By Caroline Campbell
Thirty minutes north of Edmonton at my friend’s daughters’ country school, a sign hangs on the door prohibiting horse hair in the building. Tree nuts in any shape or form are ok, but horse owners need to lint-brush their children from eyebrows to toenails before they leave the house. When I lived in the city, I found this hilarious. “Really?” I would tease, “Your school is a horse-hair free zone? You know you live in the boonies when…” Now I live in the boonies and also happen to work in a school where, thanks to shedding season, I have been sneezing more than ever this year. In retrospect, my city-girl arrogance wasn’t very funny after all. Achoo.
I was raised on a small farm on the outskirts of a quaint little town about an hour east of Vancouver, so it isn’t as if I am completely ignorant when it comes to rural culture. For example, I was a 4-H kid growing up: beef, dairy and horse. I had pet cows that I adored which, incidentally, we later ate (a joke I would tell my city friends which they found about as funny as breaking a heel on their designer shoe while running for the LRT in rush hour).
For years of my life, situations like this would unfold: I would be out with city friends at a trendy restaurant, in our trendy clothes, talking about trendy subjects while drinking trendy wine, when the topic of our childhoods would arise. Someone would mention something like gymnastics or basketball and at my turn, I would mention showing cattle. This would immediately result in an awkward silence while we sipped our drinks and shifted our eyes away from one another. Head, Heart, Health and Hands, forever ingrained deep in my temporal lobe.
After nearly 15 years of urban living, I have moved back to a town of 5000 people and am submerged in small town culture once again.

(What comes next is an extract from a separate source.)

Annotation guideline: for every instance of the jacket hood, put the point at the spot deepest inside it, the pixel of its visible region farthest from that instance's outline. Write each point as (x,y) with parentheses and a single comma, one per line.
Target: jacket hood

I get it. I love it. I never want to leave.
There are some things, though, to which I have had to re-adjust.
I often forget that there are no grocery stores open late in town, and even though the drug store says “open late” with a moon on the sign, it isn’t really, unless you consider 9 p.m. late. Inevitably, once a week I buy milk and a bag of coffee from the Husky station because I have missed the grocery store. Wait, why am I trying to sound more organized than I am? It’s often not just milk and coffee; it’s also dog food, bread and a box of cookies for school lunches. Five minutes later and $37 closer to the poverty line, I leave the gas station convenience store with two bags of essentials.
According to the 2011 census, there were over 600,000 rural dwellers in our province. I often wonder why there aren’t more. I am no expert on where the perfect place is to raise a family, although I do know that in nearly two years our family has experienced so much of our province, things that in the preceding years we hadn’t even thought of doing. We have skied amazing hills, camped in beautiful and isolated places, slid down mud slides into river water, and driven down miles of dirt roads lacing through picture-perfect fields of yellow and purple. Regularly in the evenings we bring blankets onto our trampoline and watch streamers of pink and green wave and parade for us in the night sky, undisturbed by city lights.
I am a reformed city mom now. I see the irony so clearly: while I was busy insisting that I wasn’t going to shelter my children, while poking fun of my friend and her horse-hair free school, while running away from my own country roots, I was actually depriving my kids of the adventure and exploration I wished for them. I was entirely convinced that urban exposure was keeping my kids from living under a rock, yet here in the boonies we have found freedom and adventure, and made a connection with nature that we previously never had.
Small town, rural living — just can’t beat it, for all the marvelous gifts it has given us.